Chaque matin, en réunion d’équipe, il fait le point avec les RH sur les feuilles de présence et d’heures complétées sur le terrain par les chefs de chantier (tous équipés d’un téléphone) et générées automatiquement par l’application. « Avant, on avait une personne à temps plein chargée d’éditer les feuilles d’heures. Désormais, elle fait du contrôle et donne des idées pour améliorer le logiciel », se réjouit le gérant. S’il a fallu un ou deux ans de prise en main pour utiliser le logiciel au mieux de ses capacités, il permet, depuis sa création il y a cinq ans, une meilleure communication entre les services. Et l’embauche de 111 personnes supplémentaires.
Au vu des résultats de Wave, ce logiciel sur les chantiers, il a décidé d’investir dans la création d’un second outil, Solitech, pour améliorer également la gestion de son personnel de dépannage.
Alors que les factures se font encore à partir du bon papier rapporté par les dépanneurs, et qu’il y a six ans de nouvelles obligations de sécurité par rapport à l’amiante ont été mises en place, Lionel Gocel imagine que le numérique peut aider. Les ingénieurs développent donc là aussi une solution.
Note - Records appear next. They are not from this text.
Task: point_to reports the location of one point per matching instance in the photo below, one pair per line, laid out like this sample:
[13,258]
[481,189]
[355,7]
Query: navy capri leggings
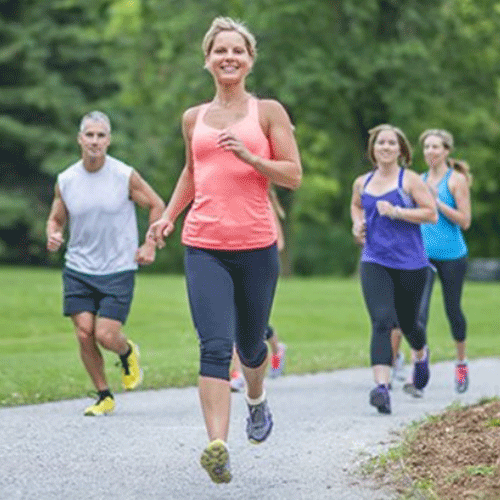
[393,297]
[230,296]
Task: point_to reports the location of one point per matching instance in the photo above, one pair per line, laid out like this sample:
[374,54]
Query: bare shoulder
[189,116]
[411,178]
[189,120]
[457,179]
[359,182]
[272,108]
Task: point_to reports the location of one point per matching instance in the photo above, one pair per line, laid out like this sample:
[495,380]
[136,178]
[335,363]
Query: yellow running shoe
[215,460]
[103,406]
[131,371]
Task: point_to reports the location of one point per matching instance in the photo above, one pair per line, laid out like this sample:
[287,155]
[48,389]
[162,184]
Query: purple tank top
[389,242]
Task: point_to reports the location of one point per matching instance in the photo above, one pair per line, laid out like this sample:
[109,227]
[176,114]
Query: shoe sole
[102,414]
[379,402]
[213,459]
[91,413]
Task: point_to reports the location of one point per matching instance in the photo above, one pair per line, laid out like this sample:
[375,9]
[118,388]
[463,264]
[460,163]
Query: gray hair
[96,116]
[227,24]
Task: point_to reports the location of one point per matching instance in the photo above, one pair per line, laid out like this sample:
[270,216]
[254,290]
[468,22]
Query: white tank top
[103,234]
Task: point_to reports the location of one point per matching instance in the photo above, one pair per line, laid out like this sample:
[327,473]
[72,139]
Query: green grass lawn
[323,322]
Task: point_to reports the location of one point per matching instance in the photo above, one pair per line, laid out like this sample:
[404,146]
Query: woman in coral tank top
[236,146]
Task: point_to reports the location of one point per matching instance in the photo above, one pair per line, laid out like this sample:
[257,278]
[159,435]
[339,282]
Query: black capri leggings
[393,297]
[230,296]
[452,275]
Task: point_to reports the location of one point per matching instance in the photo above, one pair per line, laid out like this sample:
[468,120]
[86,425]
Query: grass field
[323,322]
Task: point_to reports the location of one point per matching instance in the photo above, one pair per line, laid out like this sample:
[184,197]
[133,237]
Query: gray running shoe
[259,422]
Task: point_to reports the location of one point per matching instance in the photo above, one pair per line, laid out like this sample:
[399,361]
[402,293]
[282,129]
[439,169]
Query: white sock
[257,401]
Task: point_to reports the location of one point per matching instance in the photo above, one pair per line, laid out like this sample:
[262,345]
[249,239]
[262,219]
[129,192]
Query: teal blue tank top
[444,240]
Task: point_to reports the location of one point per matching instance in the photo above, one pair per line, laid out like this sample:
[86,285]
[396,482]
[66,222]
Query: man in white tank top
[96,197]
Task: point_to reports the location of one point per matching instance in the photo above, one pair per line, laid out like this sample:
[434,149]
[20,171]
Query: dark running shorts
[108,296]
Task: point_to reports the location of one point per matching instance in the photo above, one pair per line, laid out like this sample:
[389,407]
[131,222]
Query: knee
[216,350]
[105,336]
[253,355]
[84,335]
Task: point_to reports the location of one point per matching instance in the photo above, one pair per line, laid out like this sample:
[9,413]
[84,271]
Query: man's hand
[54,241]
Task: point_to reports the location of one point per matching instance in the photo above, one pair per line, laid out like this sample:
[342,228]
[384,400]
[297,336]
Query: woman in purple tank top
[388,204]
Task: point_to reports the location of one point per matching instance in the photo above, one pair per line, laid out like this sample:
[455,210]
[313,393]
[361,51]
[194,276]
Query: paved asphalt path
[149,448]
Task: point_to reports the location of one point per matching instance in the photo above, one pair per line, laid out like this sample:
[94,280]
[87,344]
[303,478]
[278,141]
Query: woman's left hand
[230,142]
[385,208]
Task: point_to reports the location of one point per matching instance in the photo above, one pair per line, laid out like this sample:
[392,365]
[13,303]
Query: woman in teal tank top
[449,181]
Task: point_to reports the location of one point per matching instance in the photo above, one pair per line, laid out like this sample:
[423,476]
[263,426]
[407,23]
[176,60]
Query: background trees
[340,67]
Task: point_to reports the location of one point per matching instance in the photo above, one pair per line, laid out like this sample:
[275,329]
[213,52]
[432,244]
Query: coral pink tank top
[231,209]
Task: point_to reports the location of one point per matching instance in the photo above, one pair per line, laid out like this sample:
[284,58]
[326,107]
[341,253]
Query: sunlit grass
[323,321]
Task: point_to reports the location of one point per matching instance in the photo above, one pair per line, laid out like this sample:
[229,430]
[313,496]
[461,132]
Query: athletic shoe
[379,397]
[410,389]
[259,422]
[103,406]
[421,372]
[215,460]
[461,377]
[237,382]
[131,371]
[398,367]
[278,362]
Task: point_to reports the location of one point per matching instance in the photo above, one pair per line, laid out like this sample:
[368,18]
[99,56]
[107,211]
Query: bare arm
[183,193]
[56,222]
[425,212]
[459,188]
[284,169]
[144,195]
[357,212]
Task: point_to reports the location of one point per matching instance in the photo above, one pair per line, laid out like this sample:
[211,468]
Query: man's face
[94,140]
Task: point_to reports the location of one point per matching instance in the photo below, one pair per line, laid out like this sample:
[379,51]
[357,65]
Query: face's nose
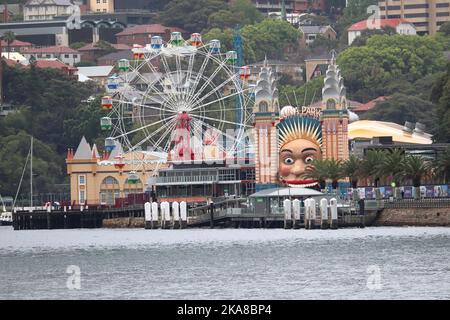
[298,168]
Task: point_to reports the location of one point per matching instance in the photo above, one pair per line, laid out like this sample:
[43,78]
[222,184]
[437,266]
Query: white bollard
[165,212]
[334,215]
[176,215]
[307,213]
[148,215]
[155,216]
[312,213]
[287,206]
[183,214]
[296,210]
[324,213]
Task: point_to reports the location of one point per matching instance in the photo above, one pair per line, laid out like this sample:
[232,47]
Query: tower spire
[283,10]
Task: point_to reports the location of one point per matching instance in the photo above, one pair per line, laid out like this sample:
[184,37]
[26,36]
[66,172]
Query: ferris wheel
[177,98]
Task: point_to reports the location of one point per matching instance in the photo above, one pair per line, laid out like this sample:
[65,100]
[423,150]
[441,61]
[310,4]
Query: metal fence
[412,204]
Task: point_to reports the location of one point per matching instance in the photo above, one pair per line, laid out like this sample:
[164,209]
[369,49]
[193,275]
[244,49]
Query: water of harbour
[371,263]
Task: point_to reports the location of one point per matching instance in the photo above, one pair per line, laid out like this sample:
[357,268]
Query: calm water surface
[413,263]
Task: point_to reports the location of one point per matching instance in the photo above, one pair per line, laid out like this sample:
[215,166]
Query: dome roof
[288,111]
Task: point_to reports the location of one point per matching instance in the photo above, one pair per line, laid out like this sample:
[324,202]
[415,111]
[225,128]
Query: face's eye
[309,160]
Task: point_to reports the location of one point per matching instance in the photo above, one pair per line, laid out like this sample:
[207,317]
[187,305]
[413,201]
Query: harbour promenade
[233,214]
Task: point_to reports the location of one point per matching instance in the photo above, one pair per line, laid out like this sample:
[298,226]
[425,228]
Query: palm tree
[442,165]
[415,169]
[370,165]
[352,170]
[334,168]
[392,165]
[9,37]
[319,171]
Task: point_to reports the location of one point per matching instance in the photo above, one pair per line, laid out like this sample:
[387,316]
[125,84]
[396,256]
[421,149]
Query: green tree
[352,170]
[241,12]
[9,37]
[355,11]
[392,165]
[416,168]
[441,96]
[47,165]
[326,169]
[368,69]
[366,34]
[442,166]
[400,108]
[445,29]
[369,165]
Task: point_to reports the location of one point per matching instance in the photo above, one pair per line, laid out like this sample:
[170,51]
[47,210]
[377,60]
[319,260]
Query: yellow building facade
[100,180]
[426,15]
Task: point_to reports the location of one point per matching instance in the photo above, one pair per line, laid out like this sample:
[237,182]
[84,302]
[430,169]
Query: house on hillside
[310,34]
[141,34]
[15,46]
[46,9]
[401,26]
[65,54]
[56,64]
[98,74]
[91,52]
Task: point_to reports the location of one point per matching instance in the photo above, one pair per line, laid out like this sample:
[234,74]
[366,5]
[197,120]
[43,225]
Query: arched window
[109,191]
[263,106]
[133,187]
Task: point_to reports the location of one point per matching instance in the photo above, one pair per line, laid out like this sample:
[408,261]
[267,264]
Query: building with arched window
[96,179]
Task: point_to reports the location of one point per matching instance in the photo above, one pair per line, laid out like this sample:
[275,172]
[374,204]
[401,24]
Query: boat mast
[31,174]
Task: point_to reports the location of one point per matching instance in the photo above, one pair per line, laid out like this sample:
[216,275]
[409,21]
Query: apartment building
[426,15]
[46,9]
[292,6]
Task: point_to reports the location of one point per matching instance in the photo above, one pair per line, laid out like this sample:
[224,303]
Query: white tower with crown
[266,116]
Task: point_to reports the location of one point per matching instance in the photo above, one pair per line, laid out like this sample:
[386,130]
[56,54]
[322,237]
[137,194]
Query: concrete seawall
[435,217]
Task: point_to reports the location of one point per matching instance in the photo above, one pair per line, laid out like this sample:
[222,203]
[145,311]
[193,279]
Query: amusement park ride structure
[178,98]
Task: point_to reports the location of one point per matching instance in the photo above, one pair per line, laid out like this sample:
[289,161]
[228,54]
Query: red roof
[17,43]
[52,64]
[93,47]
[364,24]
[55,49]
[369,105]
[11,63]
[148,29]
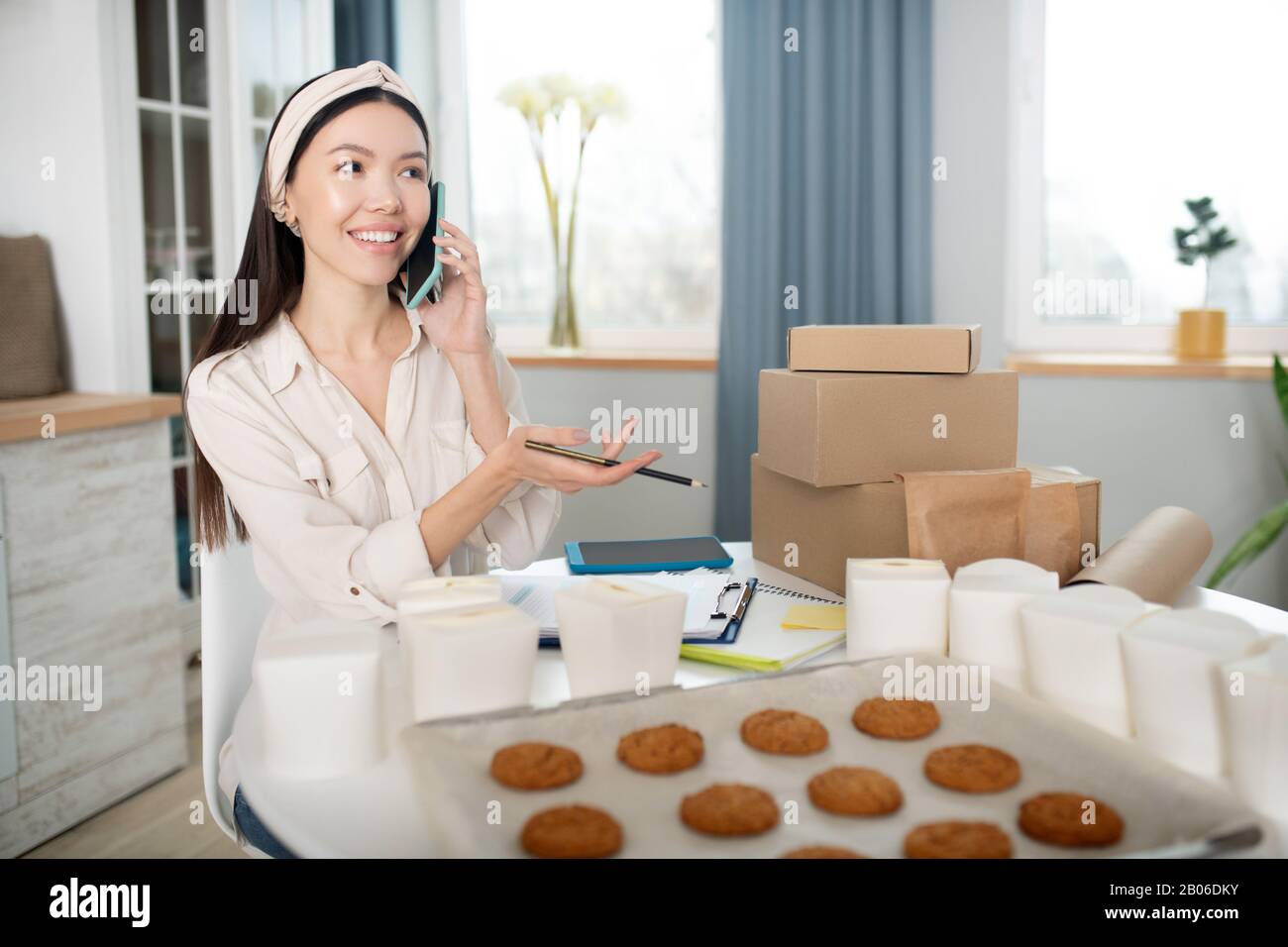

Équipés chacun d’un téléphone mobile, les dépanneurs reçoivent désormais les informations sur l’application. À l’aide d’une photographie et de renseignements précis demandés à chaque étape du logiciel, ils justifient de leurs interventions ou non en temps réel. Ils ont aussi accès au diagnostic amiante en pièce jointe. « Le logiciel est hyper adaptable, on peut mettre ce qu’on veut, et il permet aussi de garder en mémoire ce que les ouvriers font sur le terrain, se réjouit Lionel Gocel. Ce n’est pas du flicage avec un mouchard dans le véhicule, mais une aide au planning et à l’échange d’informations entre les services : ça oblige tout le monde à être bon, de la secrétaire qui remplit la fiche d’intervention au dépanneur sur le terrain. » Grâce à l’outil, le ticket moyen d’intervention a augmenté de 25 %, car les photos permettent de facturer réellement le matériel utilisé et le temps passé, contrairement au quitus papier trop souvent mal rempli. Lionel Gocel a investi entre 100 000 et 150 000 euros pour la création de ces deux logiciels en version bêta. Il vient aussi de fonder sa start-up, dotée d’un million d’euros et de 20 développeurs, pour commercialiser la deuxième application de gestion en dépannage.